Jeeb was a four-decade-old, J-series Tactical Observation Transport, a turkey-sized, six-legged mechanical flying cockroach. Nobody remembers brain-linked spy TOTs like Jeeb for two reasons. First, faster, smaller, stealthier, cheaper Autonomous Mechanicals obsoleted them by 2050. Second, the Department of Defense quietly swept everything about brain-link technology under the rug a decade after that.

The combat intel value of brain-linking had been that instructions passed from wrangler to ’bot, and intercepted communications and images passed back from ’bot to wrangler, immune to interception and jamming, and at least as fast as the speed of light.
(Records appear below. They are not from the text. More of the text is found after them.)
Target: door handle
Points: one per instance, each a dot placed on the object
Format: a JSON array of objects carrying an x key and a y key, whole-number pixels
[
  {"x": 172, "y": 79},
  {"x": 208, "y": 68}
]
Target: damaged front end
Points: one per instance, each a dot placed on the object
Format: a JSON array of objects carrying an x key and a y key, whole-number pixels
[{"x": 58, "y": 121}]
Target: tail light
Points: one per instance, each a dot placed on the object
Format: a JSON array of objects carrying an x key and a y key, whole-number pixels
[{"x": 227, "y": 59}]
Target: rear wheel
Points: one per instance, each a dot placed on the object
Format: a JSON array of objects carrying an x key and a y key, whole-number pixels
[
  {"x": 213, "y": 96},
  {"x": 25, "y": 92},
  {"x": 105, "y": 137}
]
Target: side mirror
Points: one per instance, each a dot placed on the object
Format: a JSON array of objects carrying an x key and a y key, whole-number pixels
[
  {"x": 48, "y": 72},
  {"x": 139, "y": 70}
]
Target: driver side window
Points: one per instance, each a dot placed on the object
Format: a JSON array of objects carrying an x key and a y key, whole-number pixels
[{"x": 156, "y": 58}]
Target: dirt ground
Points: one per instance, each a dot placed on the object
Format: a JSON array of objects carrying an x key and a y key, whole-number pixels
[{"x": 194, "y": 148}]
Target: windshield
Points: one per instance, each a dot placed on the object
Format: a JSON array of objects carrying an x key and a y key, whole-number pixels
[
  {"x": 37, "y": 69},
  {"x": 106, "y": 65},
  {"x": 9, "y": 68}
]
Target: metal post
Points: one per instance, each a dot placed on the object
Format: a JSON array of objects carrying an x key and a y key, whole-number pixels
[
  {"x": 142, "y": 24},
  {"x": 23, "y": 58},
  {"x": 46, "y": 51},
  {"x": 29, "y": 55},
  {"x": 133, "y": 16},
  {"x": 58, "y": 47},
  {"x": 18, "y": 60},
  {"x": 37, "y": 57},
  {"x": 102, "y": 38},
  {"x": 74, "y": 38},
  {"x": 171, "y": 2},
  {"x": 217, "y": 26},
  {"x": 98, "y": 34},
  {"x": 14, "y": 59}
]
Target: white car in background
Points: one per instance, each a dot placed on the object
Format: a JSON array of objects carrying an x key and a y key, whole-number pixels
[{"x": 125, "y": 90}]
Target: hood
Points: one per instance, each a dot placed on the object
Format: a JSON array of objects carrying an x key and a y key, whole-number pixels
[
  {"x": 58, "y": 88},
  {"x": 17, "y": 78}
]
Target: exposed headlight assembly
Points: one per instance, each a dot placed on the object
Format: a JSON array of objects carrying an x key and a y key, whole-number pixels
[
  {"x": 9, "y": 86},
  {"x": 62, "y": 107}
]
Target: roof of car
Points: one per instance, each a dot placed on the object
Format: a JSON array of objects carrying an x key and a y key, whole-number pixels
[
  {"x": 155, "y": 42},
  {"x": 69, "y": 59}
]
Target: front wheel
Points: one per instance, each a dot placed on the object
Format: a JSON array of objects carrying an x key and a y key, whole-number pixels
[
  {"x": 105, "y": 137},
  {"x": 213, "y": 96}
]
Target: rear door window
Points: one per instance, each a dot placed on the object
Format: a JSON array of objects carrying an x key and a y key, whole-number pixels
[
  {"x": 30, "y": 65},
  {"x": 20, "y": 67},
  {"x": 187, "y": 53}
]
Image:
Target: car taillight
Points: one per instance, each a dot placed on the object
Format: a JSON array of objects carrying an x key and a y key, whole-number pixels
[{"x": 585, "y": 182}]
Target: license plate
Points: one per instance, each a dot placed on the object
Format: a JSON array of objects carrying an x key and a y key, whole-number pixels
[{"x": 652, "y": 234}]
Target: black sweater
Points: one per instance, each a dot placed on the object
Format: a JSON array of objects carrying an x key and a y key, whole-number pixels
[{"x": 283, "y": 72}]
The mutual link was so strong and transparent that TOTs, though the cyberneticists deny it to this day, permanently imprinted the personalities of their wranglers. But if combat or, for that matter, a bus wreck killed the wrangler or destroyed the TOT, the surviving partner effectively experienced its own death. The few wranglers who didn’t suicide lived out their days as vegetative guests of the Veterans Administration. Surviving TOTs just got scrapped.

So, by dint of a Department of Defense salvage title, I “adopted” Jeeb when he was orphaned by the death of his wrangler, and my friend, at the Battle of Ganymede.

Nat snorted into his bourbon until it bubbled. “Expense, my ass. All you do is bank your paycheck, anyway. Dust the little rascal off and take him with you.”

I frowned. “If I agree to do this, can I finish my bourbon?” It wasn’t really a question. A former president and a former four-star were accustomed to having their “suggestions” followed. Besides, I missed the little roach.

Maggie actually had the tilt-wing make an intermediate stop on its way to deliver me to New York, at the storage unit complex where I kept my Earthside worldly goods. The night ’bot didn’t know what to make of a visitor who didn’t enter through the main gate, but my ID checked out. Twenty minutes later, the ’bot tracked the tilt-wing as it took off, now laden with the crate within which nestled the night ’bot’s elderly, distant relative, plus spares and diagnostic ’Puter.

I sat in the tilt-wing’s presidential-purple upholstered passenger compartment, staring at the crate. My reunion with Jeeb would require no more than unpacking baggage.